I'm just prescient that way.

Leigh Walton of Top Shelf was kind enough to send me an "advance uncorrected black-and-white galley" of some new comics periodical called The League of Extraordinary Gentlemen Century: 1910 by some guys named Alan Moore and Kevin O'Neill. Man, they're never going to become stars if they keep the titles that long! I'd like to thank Mr. Walton for sending it over to me. It's coming out next month, but now is a fine time to review it, right?



Century is a nice return to form for Moore after the well-written and beautiful mess that was The Black Dossier. This book actually has a plot, although it's not complete, as it's the first of a trilogy. Moore, however, does a fine job setting up the rest of the story. Plus, we get a rousing adventure to boot.



The basic plot is easy enough to cover: Captain Nemo's daugher, Janni, rejects her father's orders to take over the Nautilus and flees to London (kids today!). Meanwhile, back at the League's HQ, the newest incarnation is having problems. Thomas Carnacki is dreaming of a diabolical ritual, and when the league investigates, they find out that Mycroft Holmes is concerned about occult happenings as well. Plus, a killer who left London in 1888 has returned from overseas and is taking up his craft again. It's all very vexing.



In this volume, we get as far as Nemo's daughter, Pirate Jenny (she Anglicizes her name to fit in with the character from The Threepenny Opera), taking over her birthright (and causing mass destruction in the process). Moore zips from story to story, as we see Jenny slowly realize she can't escape her past, the serial killer ripping his way through London's underworld, and Mina and the league investigate what's going on. These three stories come together at the end, but Moore, as is usual with him, pulls the rug out from under us more than once. Jenny's story is the most straightforward, as she leaves her father, enters the tawdry underbelly of London, and experiences things that make her realize where she belongs. The other two stories play on our expectations, but Moore does a good job twisting the plots - the killer is not who he seems, while the league, as we've seen from The Black Dossier, is relatively ineffectual. The ending is a bit anticlimactic for this reason (I should say it's not that the ending is unexciting, because there's quite a lot of excitement, just that it's oddly anticlimactic), but as it's the first part of a trilogy, I don't really mind. There will be more about the occult ritual, and presumably more from Pirate Jenny.



What makes the book fun, of course (and keeps Jess Nevins in gainful employment) is the way Moore sprinkles the book with literary figures. That has always been the hook of the LoEG books, and while it overwhelmed The Black Dossier, in this it remains subject to the story, which is nice. There are plenty of cameos that I know I missed (I think Popeye shows up early on, but he didn't debut until 1929, so who knows if it's him), but they don't interfere with the narrative.
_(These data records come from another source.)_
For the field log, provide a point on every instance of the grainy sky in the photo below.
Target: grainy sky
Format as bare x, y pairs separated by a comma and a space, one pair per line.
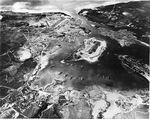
46, 5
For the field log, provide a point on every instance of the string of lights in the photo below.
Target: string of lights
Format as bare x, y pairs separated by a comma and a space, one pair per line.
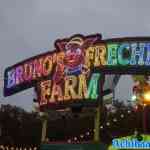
90, 132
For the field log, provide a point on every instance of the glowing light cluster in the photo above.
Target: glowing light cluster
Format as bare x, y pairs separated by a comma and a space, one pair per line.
74, 87
98, 55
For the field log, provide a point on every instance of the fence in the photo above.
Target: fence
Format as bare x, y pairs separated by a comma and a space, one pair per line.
2, 147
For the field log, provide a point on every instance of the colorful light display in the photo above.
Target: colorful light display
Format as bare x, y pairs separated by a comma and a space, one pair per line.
73, 69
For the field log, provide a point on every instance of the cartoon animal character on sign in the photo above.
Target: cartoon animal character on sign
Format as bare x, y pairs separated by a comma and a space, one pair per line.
74, 53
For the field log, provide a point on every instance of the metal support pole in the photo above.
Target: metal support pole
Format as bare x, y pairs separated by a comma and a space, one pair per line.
97, 125
98, 111
144, 119
44, 129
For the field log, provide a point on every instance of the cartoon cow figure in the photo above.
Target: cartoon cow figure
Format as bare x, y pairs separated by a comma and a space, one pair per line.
73, 62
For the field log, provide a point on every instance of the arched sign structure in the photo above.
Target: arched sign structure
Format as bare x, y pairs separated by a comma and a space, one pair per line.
72, 73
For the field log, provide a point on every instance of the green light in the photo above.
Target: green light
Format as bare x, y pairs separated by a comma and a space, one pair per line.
112, 54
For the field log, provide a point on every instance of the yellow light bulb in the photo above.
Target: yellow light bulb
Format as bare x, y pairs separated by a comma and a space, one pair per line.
147, 96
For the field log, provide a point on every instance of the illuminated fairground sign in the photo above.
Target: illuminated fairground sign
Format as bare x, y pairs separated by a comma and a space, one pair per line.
72, 71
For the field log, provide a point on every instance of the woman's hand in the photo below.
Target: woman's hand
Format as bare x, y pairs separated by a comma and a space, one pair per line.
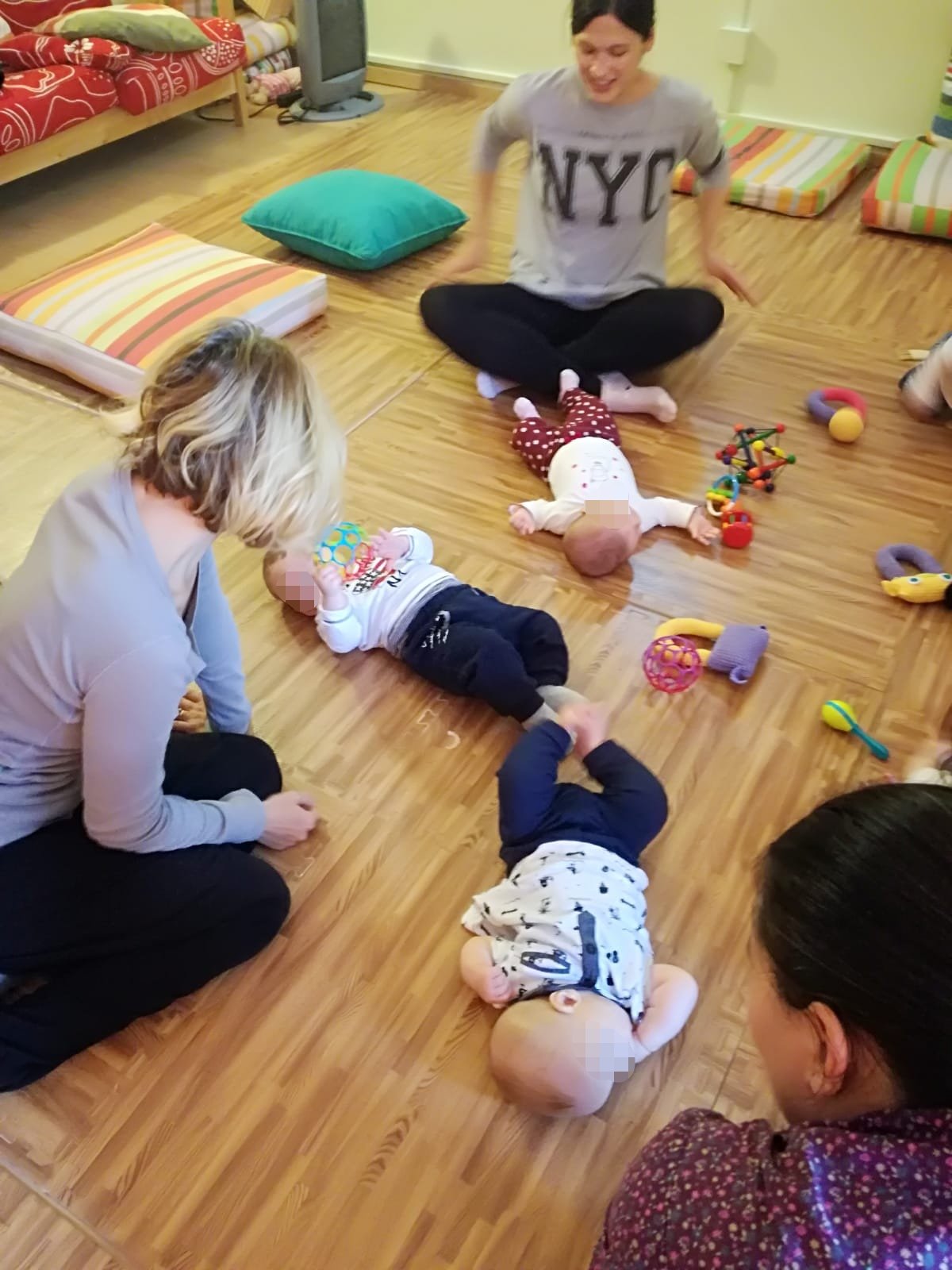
390, 546
194, 715
471, 256
520, 520
289, 818
725, 272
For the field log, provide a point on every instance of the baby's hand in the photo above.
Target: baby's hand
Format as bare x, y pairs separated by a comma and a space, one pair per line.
588, 723
495, 988
486, 979
520, 520
390, 546
701, 529
329, 582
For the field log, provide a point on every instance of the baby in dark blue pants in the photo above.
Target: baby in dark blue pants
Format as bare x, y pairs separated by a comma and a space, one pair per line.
454, 635
560, 945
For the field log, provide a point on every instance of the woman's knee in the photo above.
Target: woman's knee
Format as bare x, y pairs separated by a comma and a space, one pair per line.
438, 308
704, 315
253, 765
253, 902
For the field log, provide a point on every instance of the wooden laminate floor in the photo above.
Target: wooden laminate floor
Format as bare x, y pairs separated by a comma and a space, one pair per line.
328, 1105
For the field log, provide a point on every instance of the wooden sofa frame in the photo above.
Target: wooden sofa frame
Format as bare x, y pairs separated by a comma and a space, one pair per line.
116, 122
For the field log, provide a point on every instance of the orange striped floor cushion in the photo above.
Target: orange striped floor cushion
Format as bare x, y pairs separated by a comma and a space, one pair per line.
108, 319
781, 171
913, 192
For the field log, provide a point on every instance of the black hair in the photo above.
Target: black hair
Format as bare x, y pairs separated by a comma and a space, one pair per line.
638, 16
856, 912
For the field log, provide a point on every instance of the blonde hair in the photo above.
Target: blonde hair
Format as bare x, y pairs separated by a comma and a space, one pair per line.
596, 549
232, 421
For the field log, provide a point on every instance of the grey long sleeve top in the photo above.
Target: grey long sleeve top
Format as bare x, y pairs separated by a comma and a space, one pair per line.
593, 216
94, 660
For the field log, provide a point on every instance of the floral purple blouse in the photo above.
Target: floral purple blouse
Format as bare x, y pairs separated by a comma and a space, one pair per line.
706, 1194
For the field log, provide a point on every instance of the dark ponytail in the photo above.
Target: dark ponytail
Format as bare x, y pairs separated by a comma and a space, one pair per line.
638, 16
856, 911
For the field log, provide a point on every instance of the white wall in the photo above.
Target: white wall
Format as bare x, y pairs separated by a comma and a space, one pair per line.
873, 67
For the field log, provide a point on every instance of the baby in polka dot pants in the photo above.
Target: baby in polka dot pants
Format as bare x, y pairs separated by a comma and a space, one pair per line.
598, 510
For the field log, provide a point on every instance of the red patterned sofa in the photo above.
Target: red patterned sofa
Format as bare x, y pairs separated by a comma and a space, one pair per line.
61, 98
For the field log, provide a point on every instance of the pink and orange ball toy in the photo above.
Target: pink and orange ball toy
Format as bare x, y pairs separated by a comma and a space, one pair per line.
672, 664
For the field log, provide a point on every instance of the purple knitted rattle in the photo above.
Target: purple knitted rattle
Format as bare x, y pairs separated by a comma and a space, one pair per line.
736, 649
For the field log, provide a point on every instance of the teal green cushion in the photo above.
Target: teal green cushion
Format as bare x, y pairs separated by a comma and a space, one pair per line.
355, 220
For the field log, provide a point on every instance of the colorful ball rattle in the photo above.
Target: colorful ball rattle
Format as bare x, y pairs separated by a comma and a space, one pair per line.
342, 545
672, 664
842, 410
842, 718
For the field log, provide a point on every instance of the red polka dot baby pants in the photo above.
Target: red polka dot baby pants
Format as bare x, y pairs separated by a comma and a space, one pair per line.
539, 441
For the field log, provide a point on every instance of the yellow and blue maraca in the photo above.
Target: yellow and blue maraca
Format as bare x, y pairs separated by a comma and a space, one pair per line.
842, 717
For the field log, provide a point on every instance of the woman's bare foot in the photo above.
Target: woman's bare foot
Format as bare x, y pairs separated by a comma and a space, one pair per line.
621, 397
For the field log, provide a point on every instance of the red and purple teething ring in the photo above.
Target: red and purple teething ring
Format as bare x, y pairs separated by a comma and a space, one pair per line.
672, 664
825, 403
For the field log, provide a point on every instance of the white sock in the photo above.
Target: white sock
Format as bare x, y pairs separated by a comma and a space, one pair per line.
490, 385
622, 397
568, 383
545, 714
946, 372
558, 695
928, 387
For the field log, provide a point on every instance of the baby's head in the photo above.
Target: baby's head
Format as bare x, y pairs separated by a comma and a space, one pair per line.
602, 539
560, 1056
290, 575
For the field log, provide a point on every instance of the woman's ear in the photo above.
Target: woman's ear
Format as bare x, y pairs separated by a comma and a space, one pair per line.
565, 1001
831, 1054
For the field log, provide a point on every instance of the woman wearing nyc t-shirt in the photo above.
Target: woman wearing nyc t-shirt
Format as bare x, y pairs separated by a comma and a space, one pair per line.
587, 290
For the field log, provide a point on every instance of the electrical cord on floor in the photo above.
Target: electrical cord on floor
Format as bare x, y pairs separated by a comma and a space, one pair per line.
230, 118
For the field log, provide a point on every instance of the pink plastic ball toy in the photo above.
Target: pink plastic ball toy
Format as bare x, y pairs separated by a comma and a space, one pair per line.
672, 664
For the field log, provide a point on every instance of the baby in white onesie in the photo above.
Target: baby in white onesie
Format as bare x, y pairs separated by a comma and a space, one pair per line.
560, 945
598, 508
Moore even uses a character who first appeared in 1997 (as the inestimable Mr. Nevins has pointed out), but one who travels through time, so it's not surprising he shows up in 1910 (and makes a Harry Potter comment, which Mina and Allan Quatermain don't get). Unlike The Black Dossier, the way Moore blends the literary aspects with the real-world aspects (the book revolves around the coronation of George V) isn't overdone and helps the book move along nicely.



The other thing that makes the book fun is O'Neill's art. O'Neill has been working on League of Extraordinary Gentlemen and little else for years now, so he doesn't get the opportunity to shine too often, so when a new iteration of this comes out, it's so very enjoyable. I'm sure Moore's scripts are amazingly dense and therefore O'Neill doesn't get a ton of input, but it's still amazing. The corners of the panels are packed with weird tschotkes of past adventures and, I'm sure, famous novels, while the people of London are wonderfully weird and beautiful and ugly and the architecture is magnificent and dominating and slightly insane. From the splash page, which shows a fully naked (from the front, because there's no squeamishness about nudity in this book) Jenny diving into the sea, we know we're in for a treat. Jenny is inverted as she falls, and the waves reach up toward her while the cliffs scream toward a too-big moon and a too-starry sky. Nemo's city is a horrifying blend of Bond villain modernity and shabby ghetto, London is a cramped slum filled with tragic figures, and the arrival of the Nautilus is stunning and terrifying. O'Neill is one of the few artists who could even attempt to give Moore's scripts the attention they demand, and he pulls it off with aplomb. I cannot wait to see this in full color.



Ultimately, Moore is more concerned with philosophy than plot (the name of this chapter is "What Keeps Mankind Alive?" and the question is answered on the final page by a character about whom we thought we knew a great deal but didn't, it seems), but that doesn't mean the plot doesn't zip along. Moore, though verbose, usually balances the more esoteric parts of his books with the pulpy meat of the narrative, and that's in evidence here. Even as he gives us things 'sploding all over, he digs into the darkness of humanity, both the obvious and not-so-obvious. This is marvelously layered comic (not surprising), and when it shows up on the shelves, you really should pick it up. Come on - it's Moore! It's O'Neill! Do you really need me to tell you to get it?